I picked up Peggy Orenstein’s book again last night. Her book entitled, Waiting for Daisy, A Tale of Two Continents, Three Religions, Five Infertility Doctors, an Oscar, an Atomic Bomb, a Romantic Night, and one Women’s Quest to Become a Mother , really resonates with me. In fact, I have fantasies about writing my own novel and even though the final chapter hasn’t been written yet, I have been toying with the following book title: Waiting for Godot: A Tale of Countless Blog Posts, 1000 Sonograms, 80 vials of menupur, 20 Syringes, Several IUI’s, One Surgery and One Successful Egg Drop .
At first blush, it might seem strange that I love this book as much as I do because Orenstein is Jewish and straight and I am African –American, Christian and lesbian, but if I have learned one thing recently, I have learned that the TTC journey peals back layers of difference, revealing a core of connection and hope.
I also need to also say that Orenstein experienced much more than I have during the course of her four year TTC journey, including several miscarriages, cancer, IVF and FET.
Yet her story still profoundly speaks to me.
I picked up her book again last night not only because nails the TTC journey, and not only because her book is one of the few that makes me cry tears of sorrow and laugh out loud. I revisited Waiting for Daisy because Orenstein adeptly deals with two themes I have been thinking about lately: TTC addiction and self-doubt.
Earlier in the week, I wrote that I had a love hate relationship with the TTC hamster wheel, but I think it can also be classified as an addiction.
I don’t know exactly how I got here. For Orenstein, Clomid was her gateway drug.
“Clomid was my gateway drug: the one you take because, Why not—everyone’s doing it . Just five tiny pills. They’ll give you a boost, maybe get you where you need to go. It’s true, some women can stop there. For others, Clomid becomes infertility’s version of Reefer Madness . First you smoke a little grass, then you’re selling your body on a street corner for crack. First you pop a little Clomid, suddenly you’re taking out a second mortgage for another round of IVF. You’ve become hope’s b*tch, willing to destroy your career, your marriage, your self-respect for another taste of its seductive high. Here are your eggs. Here are your eggs on Clomid. Get the picture?”
Even though I can relate to feeling like ‘hopes b*tch’, I don’t think that Clomid was the gateway to my addiction. For me, it was my very first visit to my RE’s office where I was filled with possibility. I thought it would be easy to get pregnant and I didn’t even consider what would happen if I didn’t. I could say, though, that Clomid kind of cinched it for me. After my first clomid cycle I was open to injectible cycles and surgery. And please stay tuned for what comes next. I have definitely fallen down the rabbit hole. And I would like to get out, but I am not sure how.
I also love Orenstein’s book because she grapples with her feminism in the face of a burning desire to have a baby. For most of my life, like Orenstein, I never wanted to have children. It just didn’t resonate with me. I didn’t want to be tied down and I did not want the responsibility. I told myself that I didn’t need to have a child to feel complete. I told myself that that idea was something that they told women of my parent’s generation so they would stay at home and be dependent on their husbands. I was determined not to fall for that trap. And then suddenly when I turned 37, something in me changed. I don’t exactly know how or why. But I do know that it has developed into a full obsession. I think that’s why it’s so hard for me to accept and get a handle on because I am not one of those women who ‘always wanted to have a baby’.
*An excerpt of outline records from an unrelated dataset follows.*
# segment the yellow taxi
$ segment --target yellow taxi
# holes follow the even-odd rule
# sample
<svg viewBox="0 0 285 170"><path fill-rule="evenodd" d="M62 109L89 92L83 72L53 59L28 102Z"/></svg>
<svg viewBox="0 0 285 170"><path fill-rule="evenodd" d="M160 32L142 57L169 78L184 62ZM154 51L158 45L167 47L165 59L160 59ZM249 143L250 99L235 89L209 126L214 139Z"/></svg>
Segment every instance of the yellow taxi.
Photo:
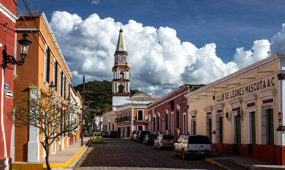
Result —
<svg viewBox="0 0 285 170"><path fill-rule="evenodd" d="M94 132L92 135L92 143L95 142L103 143L103 135L101 132Z"/></svg>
Orenstein writes, “at one time, I would have told a woman like me that childlessness was not her problem; it was her inability to recognize the value in all that she had; in all that she’d built for herself. But I had become the woman I once pitied, the one who was easily swayed by gross oversimplifications that collapsed all of life’s complexities into the convenient box of ‘waited too long.”
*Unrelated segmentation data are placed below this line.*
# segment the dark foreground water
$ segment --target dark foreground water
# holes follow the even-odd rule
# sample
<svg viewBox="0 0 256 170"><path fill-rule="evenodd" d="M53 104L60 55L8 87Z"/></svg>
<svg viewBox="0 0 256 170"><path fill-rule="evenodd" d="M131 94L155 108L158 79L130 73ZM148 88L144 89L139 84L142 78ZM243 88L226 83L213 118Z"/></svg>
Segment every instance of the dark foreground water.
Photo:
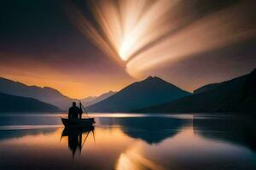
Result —
<svg viewBox="0 0 256 170"><path fill-rule="evenodd" d="M1 114L0 169L256 169L256 121L230 116ZM63 115L62 115L63 116Z"/></svg>

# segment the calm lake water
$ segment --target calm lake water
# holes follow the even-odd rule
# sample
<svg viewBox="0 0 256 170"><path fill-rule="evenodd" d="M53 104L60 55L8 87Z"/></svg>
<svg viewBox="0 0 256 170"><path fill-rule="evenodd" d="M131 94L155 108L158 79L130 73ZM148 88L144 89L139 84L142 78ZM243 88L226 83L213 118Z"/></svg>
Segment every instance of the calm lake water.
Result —
<svg viewBox="0 0 256 170"><path fill-rule="evenodd" d="M73 132L60 116L1 114L0 169L256 169L252 117L92 114Z"/></svg>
And just the other day when my RE was explaining to me yet again about ovarian reserve and what happens to a women’s body after age 35, I started thinking, “have I waited too long?” Is this going to happen for me? Even though intellectually, I know for a fact that I can and will feel fulfilled no matter what happens on this journey, it’s hard to keep sight of that in the fact of more sonograms, needles and bloat. And I understand that those needles in some way represent some form of hope and that I should be grateful for the opportunity to try again. And I am. But I am a long way from the finish line.